Morbihan : le préfet place la majorité du département en crise sécheresse
Face au déficit hydrique et aux canicules, le niveau 4 de sécheresse s'applique désormais à la plupart des zones de gestion. Interdictions strictes pour particuliers et agriculteurs.
Le 30 juillet 2026, le préfet du Morbihan a durci les restrictions d'eau. La majorité du département bascule en situation de crise, le niveau maximal de l'échelle de sécheresse. Seules les zones de l'Oust et de l'Aff restent en alerte renforcée.
L'essentiel
Ce qu'il faut retenir
- Le préfet du Morbihan place la majorité du département en crise sécheresse (niveau 4/4) le 30 juillet 2026.

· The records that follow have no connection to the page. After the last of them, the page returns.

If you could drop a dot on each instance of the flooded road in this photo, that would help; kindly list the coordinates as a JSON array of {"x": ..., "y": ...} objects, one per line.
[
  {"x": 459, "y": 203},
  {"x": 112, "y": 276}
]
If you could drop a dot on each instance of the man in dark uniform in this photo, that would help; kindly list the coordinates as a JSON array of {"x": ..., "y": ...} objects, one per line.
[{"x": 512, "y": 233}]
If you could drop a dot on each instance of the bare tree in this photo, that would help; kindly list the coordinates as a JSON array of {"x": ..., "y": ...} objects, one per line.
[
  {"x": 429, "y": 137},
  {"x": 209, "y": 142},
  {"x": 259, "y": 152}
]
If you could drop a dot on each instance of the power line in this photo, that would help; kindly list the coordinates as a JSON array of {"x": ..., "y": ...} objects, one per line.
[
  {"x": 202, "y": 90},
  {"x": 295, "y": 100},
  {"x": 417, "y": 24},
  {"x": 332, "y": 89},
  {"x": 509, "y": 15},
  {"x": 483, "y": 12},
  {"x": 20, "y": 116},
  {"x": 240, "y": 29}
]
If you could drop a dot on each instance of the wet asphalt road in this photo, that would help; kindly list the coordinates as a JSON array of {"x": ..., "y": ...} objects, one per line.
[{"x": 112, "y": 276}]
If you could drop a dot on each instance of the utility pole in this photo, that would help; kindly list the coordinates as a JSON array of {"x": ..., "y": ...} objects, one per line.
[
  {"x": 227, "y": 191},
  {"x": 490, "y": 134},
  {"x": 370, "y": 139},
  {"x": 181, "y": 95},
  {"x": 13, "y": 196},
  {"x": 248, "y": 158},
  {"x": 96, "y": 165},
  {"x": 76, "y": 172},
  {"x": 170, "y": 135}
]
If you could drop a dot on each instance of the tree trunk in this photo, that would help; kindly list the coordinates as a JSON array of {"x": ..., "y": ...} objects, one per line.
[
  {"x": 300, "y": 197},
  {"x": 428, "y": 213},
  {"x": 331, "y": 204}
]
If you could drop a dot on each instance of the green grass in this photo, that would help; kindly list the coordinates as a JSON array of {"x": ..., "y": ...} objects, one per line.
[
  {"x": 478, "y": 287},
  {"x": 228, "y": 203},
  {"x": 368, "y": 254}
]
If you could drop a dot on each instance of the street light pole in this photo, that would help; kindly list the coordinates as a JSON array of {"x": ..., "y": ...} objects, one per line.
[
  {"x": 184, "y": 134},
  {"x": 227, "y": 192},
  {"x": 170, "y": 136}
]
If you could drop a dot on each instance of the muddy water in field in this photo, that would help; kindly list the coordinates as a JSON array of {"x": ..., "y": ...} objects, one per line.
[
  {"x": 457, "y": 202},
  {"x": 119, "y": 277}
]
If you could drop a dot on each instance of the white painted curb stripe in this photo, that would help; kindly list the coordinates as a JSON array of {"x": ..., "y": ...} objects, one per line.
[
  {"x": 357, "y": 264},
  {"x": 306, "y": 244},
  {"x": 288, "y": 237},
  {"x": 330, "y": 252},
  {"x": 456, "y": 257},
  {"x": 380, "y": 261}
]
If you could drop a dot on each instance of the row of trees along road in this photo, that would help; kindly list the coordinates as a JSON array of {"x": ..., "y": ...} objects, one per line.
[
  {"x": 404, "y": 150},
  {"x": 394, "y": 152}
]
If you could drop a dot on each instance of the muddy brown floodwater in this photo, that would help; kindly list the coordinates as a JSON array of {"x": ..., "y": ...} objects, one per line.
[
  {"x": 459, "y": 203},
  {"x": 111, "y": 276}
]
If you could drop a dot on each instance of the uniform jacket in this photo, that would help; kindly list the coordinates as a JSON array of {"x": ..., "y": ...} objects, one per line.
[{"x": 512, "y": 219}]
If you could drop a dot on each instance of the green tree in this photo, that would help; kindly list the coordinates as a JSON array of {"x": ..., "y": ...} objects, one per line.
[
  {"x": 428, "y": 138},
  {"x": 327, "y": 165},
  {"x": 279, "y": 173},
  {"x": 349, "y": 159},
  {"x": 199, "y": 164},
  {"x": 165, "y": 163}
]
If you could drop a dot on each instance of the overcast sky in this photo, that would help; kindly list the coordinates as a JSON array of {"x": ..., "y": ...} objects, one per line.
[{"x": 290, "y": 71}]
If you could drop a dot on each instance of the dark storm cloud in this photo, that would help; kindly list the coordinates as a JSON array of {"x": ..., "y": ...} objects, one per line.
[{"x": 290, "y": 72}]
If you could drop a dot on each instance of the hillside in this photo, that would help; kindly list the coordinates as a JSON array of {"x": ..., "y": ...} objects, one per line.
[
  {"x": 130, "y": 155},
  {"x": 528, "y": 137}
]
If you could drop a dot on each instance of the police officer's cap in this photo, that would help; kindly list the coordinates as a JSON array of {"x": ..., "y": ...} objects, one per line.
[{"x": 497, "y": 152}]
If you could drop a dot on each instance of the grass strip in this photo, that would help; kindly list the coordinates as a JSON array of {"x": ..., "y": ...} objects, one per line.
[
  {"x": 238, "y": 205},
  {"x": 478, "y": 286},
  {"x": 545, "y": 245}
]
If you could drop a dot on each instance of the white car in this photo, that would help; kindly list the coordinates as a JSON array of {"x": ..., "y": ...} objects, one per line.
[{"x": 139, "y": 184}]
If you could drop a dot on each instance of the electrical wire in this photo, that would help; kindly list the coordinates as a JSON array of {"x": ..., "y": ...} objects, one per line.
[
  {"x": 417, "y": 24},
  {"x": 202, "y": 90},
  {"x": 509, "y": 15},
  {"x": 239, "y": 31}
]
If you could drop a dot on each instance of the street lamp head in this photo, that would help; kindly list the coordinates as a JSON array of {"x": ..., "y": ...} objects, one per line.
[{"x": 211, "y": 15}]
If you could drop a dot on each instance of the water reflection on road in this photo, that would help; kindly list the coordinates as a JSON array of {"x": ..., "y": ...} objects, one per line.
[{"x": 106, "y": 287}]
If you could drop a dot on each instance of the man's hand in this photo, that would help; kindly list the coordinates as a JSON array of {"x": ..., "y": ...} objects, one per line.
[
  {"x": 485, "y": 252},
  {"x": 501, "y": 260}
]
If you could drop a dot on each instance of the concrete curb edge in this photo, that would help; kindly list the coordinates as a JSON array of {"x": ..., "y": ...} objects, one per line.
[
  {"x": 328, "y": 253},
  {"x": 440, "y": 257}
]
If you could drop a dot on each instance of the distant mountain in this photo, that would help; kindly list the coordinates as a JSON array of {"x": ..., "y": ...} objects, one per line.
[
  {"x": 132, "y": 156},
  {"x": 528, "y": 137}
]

- Interdiction de remplir les piscines, d'arroser pelouses et espaces verts, de nettoyer véhicules et façades sauf dérogations.

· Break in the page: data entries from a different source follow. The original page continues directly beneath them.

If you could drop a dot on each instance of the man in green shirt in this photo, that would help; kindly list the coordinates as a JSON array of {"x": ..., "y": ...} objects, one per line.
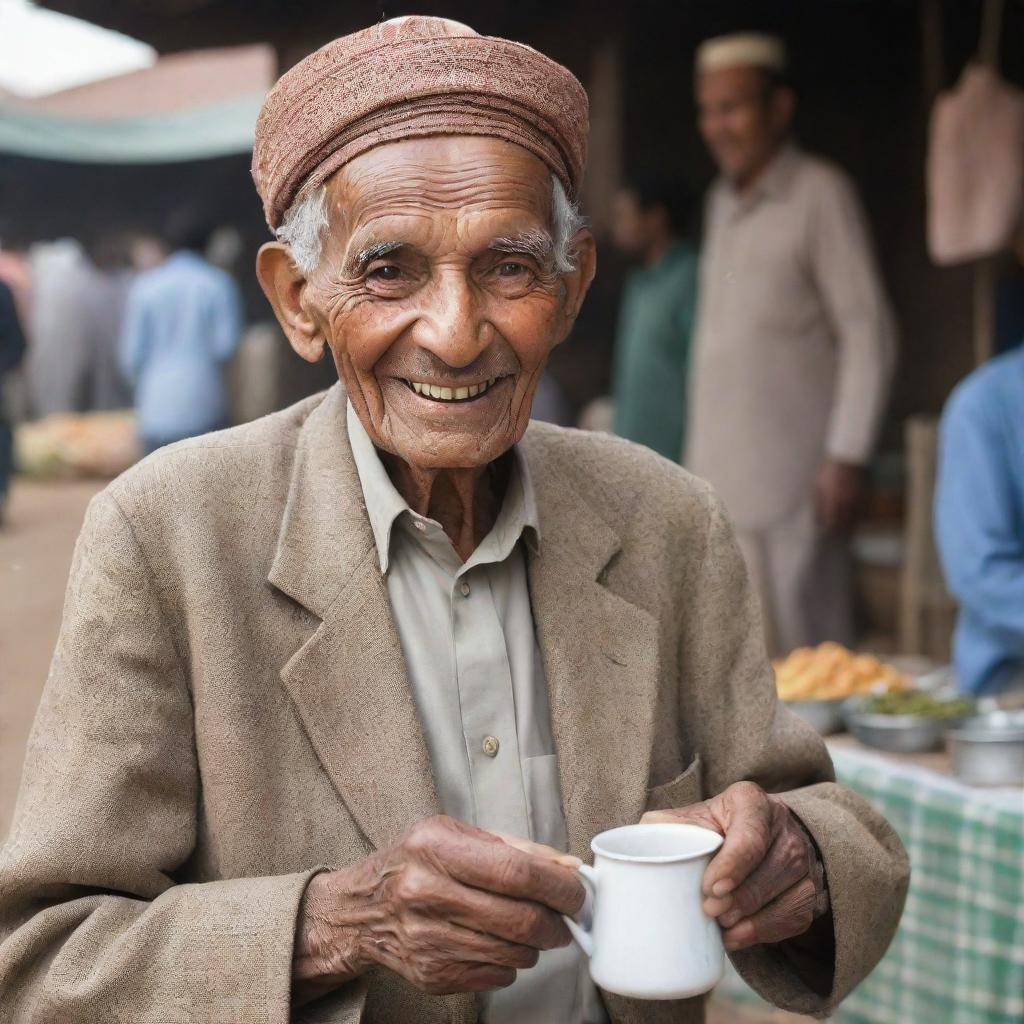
[{"x": 655, "y": 318}]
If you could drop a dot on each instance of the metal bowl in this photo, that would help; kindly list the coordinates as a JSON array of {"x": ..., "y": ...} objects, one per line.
[
  {"x": 824, "y": 716},
  {"x": 988, "y": 750},
  {"x": 896, "y": 733}
]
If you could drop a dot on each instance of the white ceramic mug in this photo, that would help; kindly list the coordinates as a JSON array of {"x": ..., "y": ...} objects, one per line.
[{"x": 649, "y": 937}]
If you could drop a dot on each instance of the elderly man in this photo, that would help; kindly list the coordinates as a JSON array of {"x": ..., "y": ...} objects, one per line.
[
  {"x": 289, "y": 647},
  {"x": 794, "y": 345}
]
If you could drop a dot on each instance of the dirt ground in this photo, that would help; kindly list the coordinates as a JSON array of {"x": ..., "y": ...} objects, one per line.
[{"x": 36, "y": 548}]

- Irrigation agricole hors grandes cultures soumise à autorisation préfectorale au cas par cas.
- Seules les zones Oust amont, Oust aval et Aff restent en alerte renforcée les îles en alerte simple.

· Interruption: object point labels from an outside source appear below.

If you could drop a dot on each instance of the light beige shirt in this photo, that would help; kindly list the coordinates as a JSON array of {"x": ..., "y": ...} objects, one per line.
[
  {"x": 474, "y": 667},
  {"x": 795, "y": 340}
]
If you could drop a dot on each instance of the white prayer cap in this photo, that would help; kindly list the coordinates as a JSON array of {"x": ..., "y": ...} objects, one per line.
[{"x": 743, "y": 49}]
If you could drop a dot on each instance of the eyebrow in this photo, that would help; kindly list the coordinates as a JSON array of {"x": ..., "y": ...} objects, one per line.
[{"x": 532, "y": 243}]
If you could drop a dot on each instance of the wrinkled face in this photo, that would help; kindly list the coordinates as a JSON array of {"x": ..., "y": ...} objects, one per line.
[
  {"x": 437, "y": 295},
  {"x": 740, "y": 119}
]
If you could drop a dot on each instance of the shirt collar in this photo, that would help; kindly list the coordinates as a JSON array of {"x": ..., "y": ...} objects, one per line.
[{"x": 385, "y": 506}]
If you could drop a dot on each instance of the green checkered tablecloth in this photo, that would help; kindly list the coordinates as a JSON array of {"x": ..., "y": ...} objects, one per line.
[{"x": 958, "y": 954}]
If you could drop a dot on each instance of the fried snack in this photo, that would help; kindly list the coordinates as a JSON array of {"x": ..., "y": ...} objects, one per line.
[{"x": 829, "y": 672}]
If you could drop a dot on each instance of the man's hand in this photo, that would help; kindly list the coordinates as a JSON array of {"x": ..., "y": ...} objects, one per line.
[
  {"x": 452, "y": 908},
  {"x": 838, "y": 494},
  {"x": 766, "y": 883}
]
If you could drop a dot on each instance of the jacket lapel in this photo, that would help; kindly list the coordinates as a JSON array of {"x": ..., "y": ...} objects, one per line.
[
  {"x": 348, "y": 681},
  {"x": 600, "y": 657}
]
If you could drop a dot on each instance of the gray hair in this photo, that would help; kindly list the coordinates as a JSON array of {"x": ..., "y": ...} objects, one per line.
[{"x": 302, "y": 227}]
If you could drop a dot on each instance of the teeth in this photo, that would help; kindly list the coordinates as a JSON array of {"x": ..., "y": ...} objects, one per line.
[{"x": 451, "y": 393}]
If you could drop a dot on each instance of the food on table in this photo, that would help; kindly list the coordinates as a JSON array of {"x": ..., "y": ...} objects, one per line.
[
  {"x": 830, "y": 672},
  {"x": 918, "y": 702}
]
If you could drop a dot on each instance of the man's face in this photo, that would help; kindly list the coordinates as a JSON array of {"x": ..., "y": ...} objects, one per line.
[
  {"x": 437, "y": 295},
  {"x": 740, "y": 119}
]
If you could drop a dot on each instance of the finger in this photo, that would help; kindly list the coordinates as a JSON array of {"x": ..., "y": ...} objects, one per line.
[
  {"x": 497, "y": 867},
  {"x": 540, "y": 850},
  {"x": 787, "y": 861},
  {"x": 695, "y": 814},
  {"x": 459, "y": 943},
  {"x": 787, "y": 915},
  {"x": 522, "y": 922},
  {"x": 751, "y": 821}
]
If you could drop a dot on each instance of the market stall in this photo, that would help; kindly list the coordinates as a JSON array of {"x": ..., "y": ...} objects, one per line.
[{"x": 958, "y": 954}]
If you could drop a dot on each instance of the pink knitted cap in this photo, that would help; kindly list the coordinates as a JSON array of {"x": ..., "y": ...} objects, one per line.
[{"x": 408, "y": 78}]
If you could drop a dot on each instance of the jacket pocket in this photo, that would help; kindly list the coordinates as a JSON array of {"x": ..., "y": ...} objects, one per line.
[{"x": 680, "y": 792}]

- Déficit hydrique depuis janvier 2026 aggravé par les canicules, faibles débits des cours d'eau et destockage des retenues.
Le préfet du Morbihan a placé ce 30 juillet 2026 la majorité du département en niveau crise de sécheresse, soit le niveau 4 sur 4. Seules les zones Oust amont, Oust aval et Aff demeurent en alerte renforcée. Les îles restent au niveau alerte. La décision, annoncée sur le compte X de la préfecture, fait suite à un déficit hydrique persistant depuis le début de l’année et aux épisodes de canicule récents.
Interdictions strictes pour les particuliers
Le passage en crise implique des restrictions immédiates. L’arrosage des pelouses, espaces verts, terrains de sport et golfs est interdit, sauf conditions spécifiques. Les potagers ne peuvent être arrosés que sur des horaires limités. Le remplissage des piscines privées est prohibé, de même que celui des fontaines décoratives et des douches de plage.
Le nettoyage des voiries, façades, bateaux et véhicules est également interdit, sauf dérogations strictement encadrées. Ces mesures visent à préserver la ressource en eau pour les usages prioritaires, notamment la production d’eau potable.
Agriculture et industrie concernées
Le secteur agricole subit des restrictions majeures. L’irrigation des cultures, hors grandes cultures, nécessite désormais une autorisation préfectorale au cas par cas. Chaque demande sera examinée individuellement par les services de l’État.
Les industriels consommant plus de 10 000 m³ d’eau par an doivent accentuer la diminution de leurs prélèvements. Cette obligation concerne les sites les plus gourmands en eau du département.
Un déficit hydrique aggravé depuis janvier
La situation se dégrade depuis le début de l’année 2026. Selon la préfecture du Morbihan, le déficit hydrique s’accumule depuis janvier. Les canicules successives ont accéléré la baisse des débits des cours d’eau. Les retenues d’eau se vident plus rapidement que prévu.
La production d’eau potable est sous tension. Les faibles débits des rivières et le destockage rapide des réserves compliquent l’approvisionnement. L’arrêté cadre sécheresse du 8 juin 2026 sert de base réglementaire à ces restrictions.
Contexte dans le Morbihan
Le département du Morbihan compte environ 783 000 habitants. Le territoire combine littoral touristique, zones agricoles importantes et bassins industriels. La pression sur la ressource en eau augmente chaque été avec l’afflux de visiteurs sur le littoral et les îles.
La situation n’est pas propre au Morbihan. D’autres départements bretons ont renforcé leurs restrictions ces dernières semaines. Les Côtes-d’Armor ont durci leurs mesures et mené des contrôles auprès des stations de lavage. Plus au sud, Gérardmer a maintenu ses feux d’artifice du 14 août face aux risques d’incendie liés à la sécheresse.
Une dégradation progressive depuis juin
Le Morbihan n’a pas basculé directement en crise. Fin juin et début juillet, la majorité des zones était en alerte renforcée. Mi-juillet, le bassin de l’Ellé est passé en crise. Le 30 juillet marque une nouvelle étape avec l’extension du niveau maximal à la plupart des zones de gestion.
Les cartes et détails par commune sont consultables sur le site Vigieau. Les arrêtés préfectoraux complets sont publiés sur le site de la préfecture du Morbihan.
Surveillance renforcée et contrôles
La préfecture précise que l’évolution de la situation sera suivie de près dans les prochaines semaines. Les services de l’État peuvent procéder à des contrôles pour vérifier le respect des interdictions. Les contrevenants s’exposent à des sanctions administratives et pénales.
L’objectif reste de garantir l’approvisionnement en eau potable et de préserver les milieux aquatiques, déjà fragilisés par les bas débits. La levée des restrictions dépendra de l’amélioration effective de la situation hydrologique du département.